6 throughout the forty years of the journey in the very broad wilderness, were uncircumcised, until the ones who had not listened to the voice of the Lord were consumed. For he had sworn to them before, that he would not reveal to them the land flowing with milk and honey.
Want veertig jaar hadden de Israëlieten door de woestijn gezworven, tot er niemand meer over was van heel het volk, van al de strijdbare mannen, die uit Egypte waren getrokken: van allen, die niet naar de stem van Jahweh hadden geluisterd, en aan wie Jahweh gezworen had, dat Hij hun het land niet zou laten zien, dat Hij hun vaderen onder ede beloofd had, ons te zullen geven, een land, dat druipt van melk en honing.

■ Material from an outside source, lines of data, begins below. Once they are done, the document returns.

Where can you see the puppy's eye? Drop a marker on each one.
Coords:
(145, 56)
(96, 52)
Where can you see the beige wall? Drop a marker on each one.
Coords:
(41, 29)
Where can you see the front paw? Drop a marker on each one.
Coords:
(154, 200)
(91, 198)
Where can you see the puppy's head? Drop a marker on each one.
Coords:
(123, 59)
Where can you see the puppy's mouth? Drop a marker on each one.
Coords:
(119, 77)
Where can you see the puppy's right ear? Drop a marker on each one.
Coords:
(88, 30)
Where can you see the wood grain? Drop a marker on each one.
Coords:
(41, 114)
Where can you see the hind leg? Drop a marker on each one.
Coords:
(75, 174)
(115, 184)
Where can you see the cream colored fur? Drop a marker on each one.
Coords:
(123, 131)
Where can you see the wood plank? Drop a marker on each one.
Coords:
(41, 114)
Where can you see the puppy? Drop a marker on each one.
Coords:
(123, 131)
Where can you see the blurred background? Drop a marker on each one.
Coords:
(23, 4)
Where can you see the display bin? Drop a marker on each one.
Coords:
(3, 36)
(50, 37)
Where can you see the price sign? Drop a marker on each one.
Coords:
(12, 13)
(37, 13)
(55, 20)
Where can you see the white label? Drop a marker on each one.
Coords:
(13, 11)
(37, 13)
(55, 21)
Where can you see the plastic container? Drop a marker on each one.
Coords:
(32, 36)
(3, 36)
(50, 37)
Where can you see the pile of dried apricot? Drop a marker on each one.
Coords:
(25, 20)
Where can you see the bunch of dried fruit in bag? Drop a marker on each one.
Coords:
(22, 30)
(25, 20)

7 The sons of these ones succeeded to the place of their fathers, and they were circumcised by Joshua. For they were uncircumcised, just as they had been born, and no one had circumcised them along the way.

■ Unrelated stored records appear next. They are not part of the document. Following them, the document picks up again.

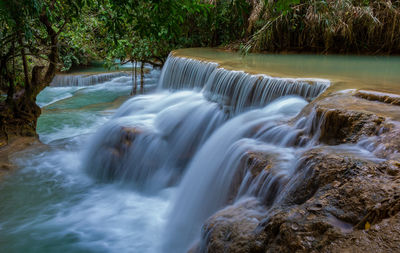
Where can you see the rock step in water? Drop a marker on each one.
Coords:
(339, 198)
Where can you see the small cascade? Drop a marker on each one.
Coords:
(215, 134)
(222, 170)
(84, 80)
(151, 139)
(237, 91)
(183, 73)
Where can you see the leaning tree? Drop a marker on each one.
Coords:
(29, 56)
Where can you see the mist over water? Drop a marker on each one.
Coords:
(144, 177)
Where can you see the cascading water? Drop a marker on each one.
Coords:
(187, 145)
(154, 139)
(85, 80)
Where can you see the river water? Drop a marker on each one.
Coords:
(142, 174)
(52, 205)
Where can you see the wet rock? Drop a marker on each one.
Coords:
(333, 197)
(233, 229)
(383, 97)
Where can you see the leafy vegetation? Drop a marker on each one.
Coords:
(342, 26)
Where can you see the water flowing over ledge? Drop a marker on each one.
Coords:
(235, 90)
(85, 79)
(237, 146)
(213, 160)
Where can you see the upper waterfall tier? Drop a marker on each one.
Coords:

Nu had Hij hun zonen in hun plaats gesteld, en hen liet Josuë besnijden; want ze waren nog onbesneden, omdat men ze onderweg niet had kunnen besnijden.
8 Then, after they were all circumcised, they remained in the same place of the camp until they were healed.
Nadat de besnijdenis van heel het volk was verricht, bleven ze daar in de legerplaats, tot ze genezen waren.
9 And the Lord said to Joshua, “Today I have taken away from you the disgrace of Egypt.” And the name of that place was called Gilgal, even to the present day.
En Jahweh sprak tot Josuë: Heden heb Ik de smaad van Egypte van u afgewenteld! Daarom noemde hij die plaats Gilgal; zo heet ze nu nog.
10 And the sons of Israel stayed at Gilgal, and they kept the Passover, on the fourteenth day of the month at evening, in the plains of Jericho.
Terwijl de Israëlieten in Gilgal legerden, vierden ze op de avond van de veertiende dag der maand het paasfeest op de vlakten van Jericho;
11 And on the following day, they ate unleavened bread from the grain of the land, and cooked grain, of the same year.
en daags na het Pascha aten ze van de opbrengst van het land ongedesemd brood en geroosterd graan.
12 And the manna ceased after they ate from the grain of the land. And the sons of Israel no longer made use of that food. Instead, they ate from the grain of the present year, from the land of Canaan.
Op dezelfde dag, dat ze van de opbrengst van het land aten, hield het manna op. De kinderen Israëls kregen geen manna meer, maar ze aten dat jaar wat het land Kanaän opbracht.
13 And when Joshua was in the field of the city of Jericho, he lifted up his eyes, and he saw a man standing opposite him, holding a drawn sword. And he went to him and said, “Are you one of ours, or one of our adversaries?”
Terwijl Josuë nu bij Jericho vertoefde, gebeurde het eens, dat hij opkeek, en een man voor zich zag staan met een getrokken zwaard in zijn hand. Josuë ging op hem af, en vroeg hem: Hoort gij bij ons of bij onze vijanden?
14 And he responded: “Not at all. Instead, I am a prince of the host of the Lord, and now I have arrived.” Joshua fell prone on the ground. And reverencing, he said, “What does my lord say to his servant?”
Hij antwoordde: Bij geen van beiden; maar ik ben de aanvoerder van Jahweh ‘s heir; ik kom hier dus van pas. Toen viel Josuë plat ter aarde, huldigde hem, en vroeg hem: Wat heeft mijn Heer tot zijn dienaar te zeggen?
15 He said: “Remove your shoes from your feet. For the place on which you stand is holy.” And Joshua did just as he had been commanded.
En de aanvoerder van Jahweh’s heir gaf Josuë ten antwoord: Trek uw schoenen uit; want de plaats, waarop ge staat, is heilig. En Josuë deed het.